27th April 2007 Print
Purchasers of properties built on church land or with names like ‘Glebe House’ or ‘Tithe Barn’ could find that they have a surprise in store in the small print of their title deeds, which could result in them having to foot the bill for a portion of the cost of repairs to the local church.

This warning comes from commercial property specialist Underwoods which has supported the Law Society’s recent submission to the Government calling for the abolition of chancel repair liability and its replacement with a more sensible system for funding the maintenance of histories buildings.

Simon Toseland, a Partner and Head of Underwoods Wellingborough office says: “The history of chancel repair dates back to the 12th century and is linked to the old right to collect tithes.
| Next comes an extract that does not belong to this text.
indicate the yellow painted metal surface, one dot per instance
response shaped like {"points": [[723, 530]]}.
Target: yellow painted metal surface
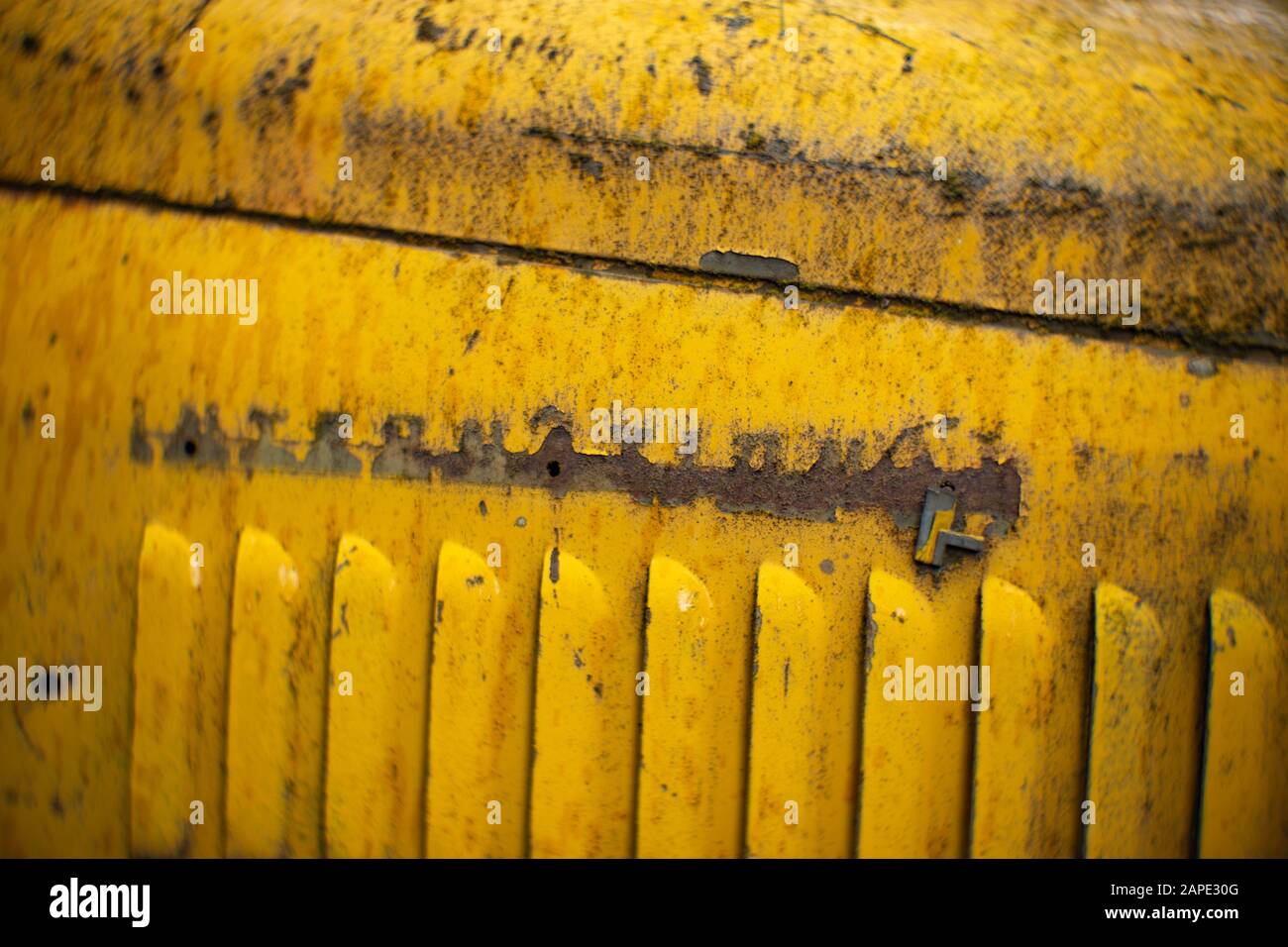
{"points": [[804, 723], [1108, 162], [1050, 399], [1029, 767], [585, 733], [275, 705], [481, 705], [471, 427], [1144, 733], [692, 764], [1245, 766], [375, 751], [914, 791], [174, 767]]}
Although tithe liability has ceased and much of the land previously owned by the Church of England has been acquired by private individuals, the liability for repair to the parish church can remain attached to the owners of adjacent land and properties - both residential and commercial.”

He adds: “A review carried out by the Law Commission in 1985 called the situation a ‘relic of the past’ and then recommended its phased abolition. However, it still remains in place.”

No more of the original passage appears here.